Ou seja, sua auto-estima era, com razão, muito baixa. Mesmo assim, ele decide tentar reviver principalmente depois de ver como sua mãe reagiu e se entristeceu. Sim, ela bebia, mas isso nada tinha a ver com o imenso amor que sentia pelo filho. Ele se comove, revive e depois disso, se torna um funcionário do mundo espiritual. Sua missão é encontrar demônios e caçá-los. Ou seja, esse protagonista, tão hostilizado pelo ambiente em que nasceu, fruto de uma família desestruturada, encontra uma maneira socialmente aceitável e produtiva para liberar sua agressividade. E, por meio dessa agressividade canalizada, ele recebe suas maiores conquistas e seu maior reconhecimento. Através de suas aventuras, faz amigos fiéis que o admiram e se tornam companheiros.
Em vários momentos, no entanto, esse protagonista se mostra tão temerário que sua coragem parece se apoiar ainda naquele sentimento inicial de que a sua vida tem pouco valor. Ele no início entrega - sem pensar duas vezes - a única chance que tinha de reviver para salvar sua namorada. Com sorte, a entrega não passava do último teste para reviver e assim o enredo prossegue. Em outro momento, ele deliberadamente se deixa matar por um inimigo poderoso para que a sua morte evoque a força de seus companheiros e isso os faça derrotar o vilão. Mais uma vez, para que o enredo continue, ele é novamente trazido de volta.
Foi somente depois do desenho que eu entendi o que estava acontecendo. Esse protagonista era o meu familiar. As histórias eram - afora os elementos fantásticos - iguais. Eu procurei respostas e sentido para o ocorrido nesse desenho. Vivi o luto através da arte, da fruição, do correr da história. E, através dela, percebi algo que não percebera anteriormente: que ambos protagonista e familiar carregavam, dentro de si, um sentimento de baixa estima. Que estava ali, há tempos, uma semente que poderia resultar em uma tragédia.

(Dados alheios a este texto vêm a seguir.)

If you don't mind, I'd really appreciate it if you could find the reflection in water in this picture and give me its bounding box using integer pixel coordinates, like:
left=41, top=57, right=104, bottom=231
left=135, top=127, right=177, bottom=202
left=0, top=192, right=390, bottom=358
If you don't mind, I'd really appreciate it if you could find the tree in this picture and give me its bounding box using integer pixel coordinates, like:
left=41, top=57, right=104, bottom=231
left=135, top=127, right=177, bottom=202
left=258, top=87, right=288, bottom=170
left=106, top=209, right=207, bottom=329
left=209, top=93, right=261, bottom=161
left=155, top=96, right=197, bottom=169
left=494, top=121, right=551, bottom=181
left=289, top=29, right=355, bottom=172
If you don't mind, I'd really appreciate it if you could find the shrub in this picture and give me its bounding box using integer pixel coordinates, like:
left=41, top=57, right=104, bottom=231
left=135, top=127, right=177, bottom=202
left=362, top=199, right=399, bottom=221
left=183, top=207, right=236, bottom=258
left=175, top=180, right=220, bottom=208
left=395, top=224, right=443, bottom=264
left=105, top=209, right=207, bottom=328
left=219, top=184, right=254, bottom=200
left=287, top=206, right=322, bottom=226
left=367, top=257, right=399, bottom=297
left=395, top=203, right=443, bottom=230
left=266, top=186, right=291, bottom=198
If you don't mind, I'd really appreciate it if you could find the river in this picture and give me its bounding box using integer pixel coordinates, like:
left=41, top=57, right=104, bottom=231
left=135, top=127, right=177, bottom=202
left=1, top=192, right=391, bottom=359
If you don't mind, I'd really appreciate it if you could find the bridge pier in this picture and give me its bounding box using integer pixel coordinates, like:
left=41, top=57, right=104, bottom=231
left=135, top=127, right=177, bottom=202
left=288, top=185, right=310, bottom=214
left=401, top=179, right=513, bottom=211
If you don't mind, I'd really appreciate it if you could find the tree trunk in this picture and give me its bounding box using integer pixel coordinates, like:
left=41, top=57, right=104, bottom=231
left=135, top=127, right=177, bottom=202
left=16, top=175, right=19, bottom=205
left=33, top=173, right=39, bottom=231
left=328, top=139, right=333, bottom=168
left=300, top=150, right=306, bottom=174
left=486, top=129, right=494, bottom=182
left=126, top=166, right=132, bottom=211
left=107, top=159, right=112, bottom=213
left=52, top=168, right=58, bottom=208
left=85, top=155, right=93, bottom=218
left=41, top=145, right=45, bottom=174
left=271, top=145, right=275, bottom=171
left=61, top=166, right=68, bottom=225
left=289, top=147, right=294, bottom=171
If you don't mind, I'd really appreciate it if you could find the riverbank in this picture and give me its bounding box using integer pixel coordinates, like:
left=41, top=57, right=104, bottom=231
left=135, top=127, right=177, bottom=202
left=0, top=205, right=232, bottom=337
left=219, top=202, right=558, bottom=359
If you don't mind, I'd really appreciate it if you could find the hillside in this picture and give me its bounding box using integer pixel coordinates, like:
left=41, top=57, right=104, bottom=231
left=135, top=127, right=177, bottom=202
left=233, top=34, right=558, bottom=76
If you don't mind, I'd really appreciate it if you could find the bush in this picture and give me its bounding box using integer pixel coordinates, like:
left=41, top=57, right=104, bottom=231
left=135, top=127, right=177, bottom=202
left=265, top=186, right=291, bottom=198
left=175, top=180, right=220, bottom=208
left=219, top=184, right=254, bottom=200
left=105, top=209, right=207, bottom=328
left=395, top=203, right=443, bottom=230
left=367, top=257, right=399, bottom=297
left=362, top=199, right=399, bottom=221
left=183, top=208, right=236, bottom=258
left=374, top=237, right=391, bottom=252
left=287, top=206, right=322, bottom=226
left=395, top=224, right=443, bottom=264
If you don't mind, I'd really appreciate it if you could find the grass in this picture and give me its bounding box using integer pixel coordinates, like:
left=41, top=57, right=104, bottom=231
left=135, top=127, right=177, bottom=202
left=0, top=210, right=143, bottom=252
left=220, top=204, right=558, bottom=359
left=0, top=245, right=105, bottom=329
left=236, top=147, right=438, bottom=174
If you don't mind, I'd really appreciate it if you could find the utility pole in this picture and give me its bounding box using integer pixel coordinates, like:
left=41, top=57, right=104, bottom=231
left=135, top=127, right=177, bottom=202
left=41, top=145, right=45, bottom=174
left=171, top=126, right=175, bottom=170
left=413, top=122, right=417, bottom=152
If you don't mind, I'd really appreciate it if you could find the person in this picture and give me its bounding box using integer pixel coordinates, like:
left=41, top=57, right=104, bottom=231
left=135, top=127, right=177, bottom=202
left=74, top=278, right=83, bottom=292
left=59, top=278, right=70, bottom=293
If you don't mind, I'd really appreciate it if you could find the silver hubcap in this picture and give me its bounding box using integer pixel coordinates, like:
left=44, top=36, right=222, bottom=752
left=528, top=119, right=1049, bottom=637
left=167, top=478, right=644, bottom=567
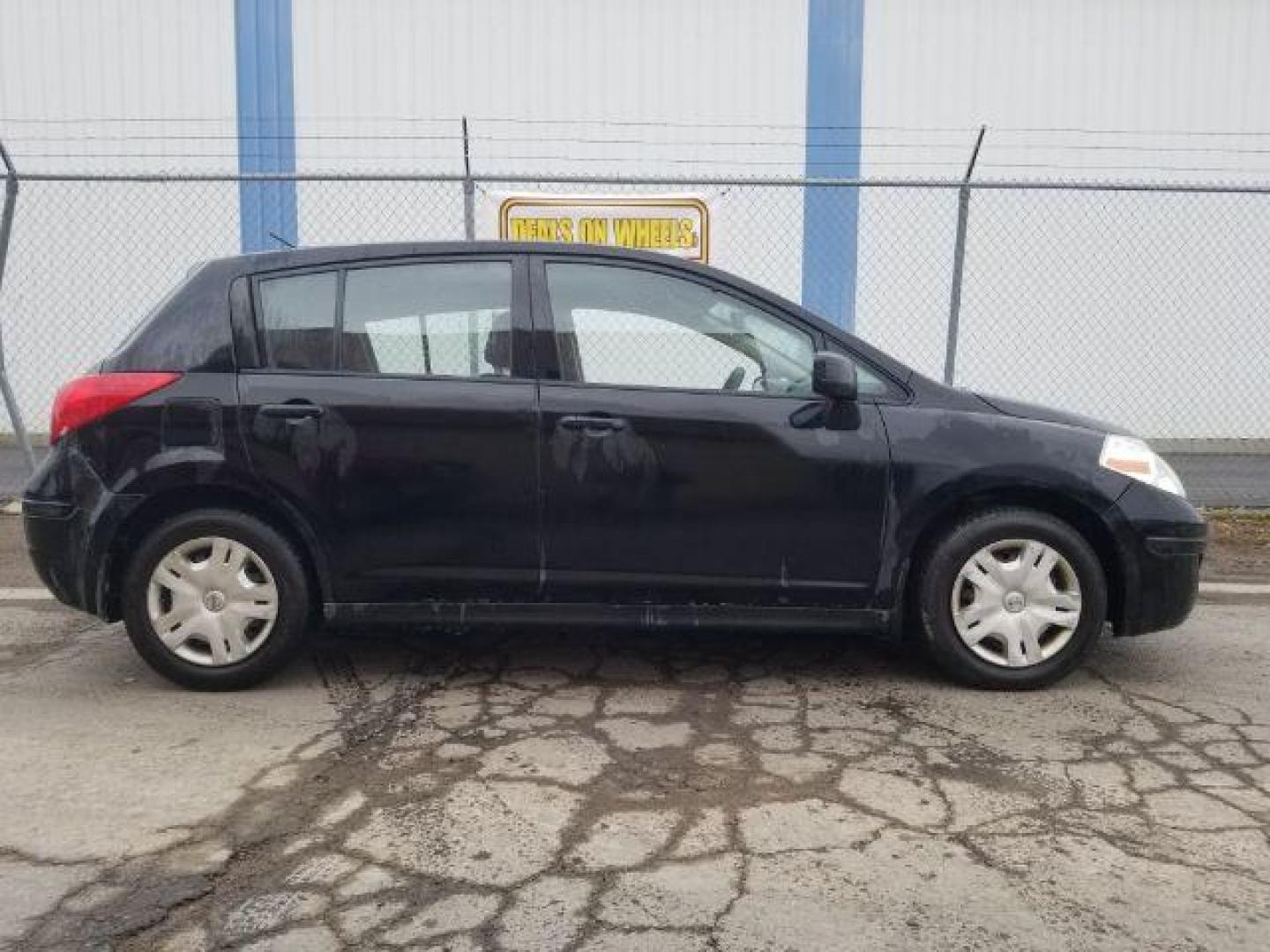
left=952, top=539, right=1080, bottom=667
left=146, top=536, right=278, bottom=667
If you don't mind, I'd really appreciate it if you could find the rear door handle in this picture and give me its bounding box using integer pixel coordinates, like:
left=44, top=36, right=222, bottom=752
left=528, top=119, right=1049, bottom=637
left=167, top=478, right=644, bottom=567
left=560, top=416, right=629, bottom=432
left=260, top=404, right=325, bottom=420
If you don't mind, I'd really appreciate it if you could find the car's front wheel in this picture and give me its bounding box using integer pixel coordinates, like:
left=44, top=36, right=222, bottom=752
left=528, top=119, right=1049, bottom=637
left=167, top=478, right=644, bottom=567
left=917, top=509, right=1108, bottom=689
left=122, top=509, right=309, bottom=690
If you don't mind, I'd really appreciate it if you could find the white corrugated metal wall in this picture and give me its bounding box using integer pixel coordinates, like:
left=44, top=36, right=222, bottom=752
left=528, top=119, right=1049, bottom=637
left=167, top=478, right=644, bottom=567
left=0, top=0, right=1270, bottom=436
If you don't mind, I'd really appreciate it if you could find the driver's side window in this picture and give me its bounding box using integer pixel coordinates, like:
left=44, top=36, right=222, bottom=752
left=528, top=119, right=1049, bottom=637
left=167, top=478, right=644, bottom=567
left=546, top=262, right=815, bottom=396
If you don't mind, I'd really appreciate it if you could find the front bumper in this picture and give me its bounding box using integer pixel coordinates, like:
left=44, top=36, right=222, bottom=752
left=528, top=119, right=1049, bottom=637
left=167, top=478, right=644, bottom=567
left=1109, top=484, right=1207, bottom=635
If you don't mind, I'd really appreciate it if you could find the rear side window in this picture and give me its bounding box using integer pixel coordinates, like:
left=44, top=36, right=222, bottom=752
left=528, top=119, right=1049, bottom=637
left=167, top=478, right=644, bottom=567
left=340, top=262, right=513, bottom=377
left=259, top=271, right=339, bottom=370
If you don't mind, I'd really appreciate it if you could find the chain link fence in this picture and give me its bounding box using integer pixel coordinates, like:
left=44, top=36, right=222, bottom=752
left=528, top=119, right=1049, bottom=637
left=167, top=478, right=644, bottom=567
left=0, top=166, right=1270, bottom=505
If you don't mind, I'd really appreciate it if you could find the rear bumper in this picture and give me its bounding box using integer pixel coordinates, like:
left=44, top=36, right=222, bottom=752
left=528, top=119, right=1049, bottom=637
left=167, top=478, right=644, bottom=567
left=1109, top=485, right=1207, bottom=635
left=21, top=447, right=138, bottom=621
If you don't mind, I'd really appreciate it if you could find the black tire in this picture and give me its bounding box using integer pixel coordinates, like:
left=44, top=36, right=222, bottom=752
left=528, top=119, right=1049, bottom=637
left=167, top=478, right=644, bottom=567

Infelizmente, não estamos no mundo da ficção. Aqui, diferente de lá, não se pode entregar a própria vida três vezes e continuar vivo. Noto que, em todas, as mortes foram ocasionadas pelo próprio protagonista e não por um elemento externo. Mas eu gostaria de viver no mundo da ficção. Gostaria de tê-lo de volta, de vê-lo novamente, de poder chamá-lo de idiota e de poder reclamar dele. Gostaria de poder rir novamente com ele, de embarcar em mais uma aventura com ele e de torcer por ele em um torneio. E eu pude fazer tudo isso ao rever o desenho. E fiz. E, por alguns instantes, realmente acreditei que ele tivesse voltado.